Township in Pennsylvania, US

Wolf Creek Township is a township in Mercer County, Pennsylvania, United States. The population was 716 at the 2020 census, a decrease from 832 in 2010.

Historical population
| Census | Pop. | Note | %± |
| 2000 | 729 |  | — |
| 2010 | 832 |  | 14.1% |
| 2020 | 716 |  | −13.9% |
| 2022 (est.) | 708 |  | −1.1% |
U.S. Decennial Census

==Geography==
According to the United States Census Bureau, the township has a total area of 16.8 square miles (43.6 km^{2}), of which 16.6 square miles (43.0 km^{2}) is land and 0.2 square mile (0.6 km^{2}) (1.31%) is water.

==Demographics==
As of the census of 2000, there were 729 people, 277 households, and 219 families residing in the township. The population density was 43.9 PD/sqmi. There were 292 housing units at an average density of 17.6/sq mi (6.8/km^{2}).

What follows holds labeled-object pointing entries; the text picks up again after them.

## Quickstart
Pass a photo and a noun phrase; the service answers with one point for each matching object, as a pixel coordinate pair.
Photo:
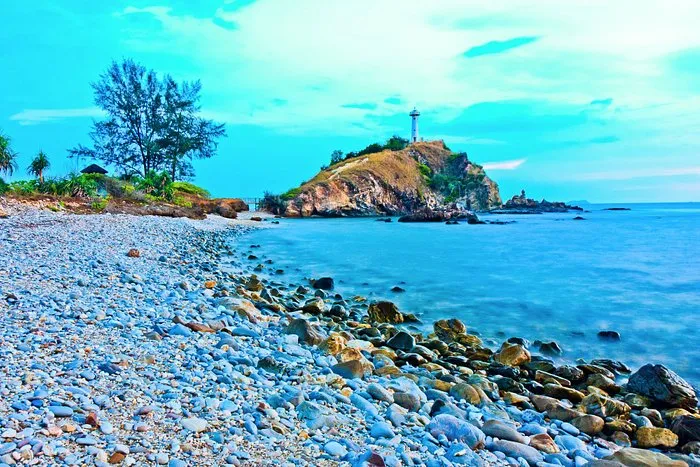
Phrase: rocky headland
(154, 341)
(521, 204)
(395, 183)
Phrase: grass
(190, 189)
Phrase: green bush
(191, 189)
(157, 185)
(273, 203)
(291, 194)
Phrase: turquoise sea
(545, 277)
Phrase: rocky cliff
(422, 175)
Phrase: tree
(7, 156)
(336, 156)
(184, 135)
(396, 143)
(38, 165)
(152, 124)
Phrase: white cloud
(38, 116)
(320, 54)
(504, 165)
(644, 172)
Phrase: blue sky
(590, 99)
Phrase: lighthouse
(414, 125)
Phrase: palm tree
(7, 157)
(39, 164)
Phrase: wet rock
(656, 438)
(386, 312)
(448, 330)
(663, 385)
(349, 370)
(589, 424)
(402, 341)
(512, 355)
(502, 430)
(307, 333)
(687, 428)
(609, 335)
(324, 283)
(455, 429)
(633, 457)
(543, 442)
(516, 450)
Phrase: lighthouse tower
(414, 125)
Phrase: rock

The racial makeup of the township was 96.84% White, 0.27% Native American, 1.37% Asian, 0.14% from other races, and 1.37% from two or more races.

There were 277 households, out of which 33.2% had children under the age of 18 living with them, 70.0% were married couples living together, 6.5% had a female householder with no husband present, and 20.9% were non-families. 17.7% of all households were made up of individuals, and 7.9% had someone living alone who was 65 years of age or older. The average household size was 2.63 and the average family size was 2.95.

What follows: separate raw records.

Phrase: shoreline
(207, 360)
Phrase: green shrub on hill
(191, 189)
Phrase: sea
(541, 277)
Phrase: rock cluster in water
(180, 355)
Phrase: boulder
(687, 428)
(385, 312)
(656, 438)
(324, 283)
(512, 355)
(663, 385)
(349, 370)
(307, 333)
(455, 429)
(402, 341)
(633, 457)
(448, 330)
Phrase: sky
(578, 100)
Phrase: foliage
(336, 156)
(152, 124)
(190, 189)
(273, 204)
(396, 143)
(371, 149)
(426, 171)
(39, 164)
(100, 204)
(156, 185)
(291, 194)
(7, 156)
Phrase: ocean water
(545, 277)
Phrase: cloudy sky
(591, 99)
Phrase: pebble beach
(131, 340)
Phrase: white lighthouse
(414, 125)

In the township the population was spread out, with 24.4% under the age of 18, 6.9% from 18 to 24, 28.4% from 25 to 44, 29.4% from 45 to 64, and 11.0% who were 65 years of age or older. The median age was 40 years. For every 100 females there were 101.4 males. For every 100 females age 18 and over, there were 98.9 males.

The median income for a household in the township was $37,500, and the median income for a family was $44,219. Males had a median income of $29,500 versus $21,058 for females. The per capita income for the township was $16,538. About 5.8% of families and 7.0% of the population were below the poverty line, including 8.0% of those under age 18 and 3.9% of those age 65 or over.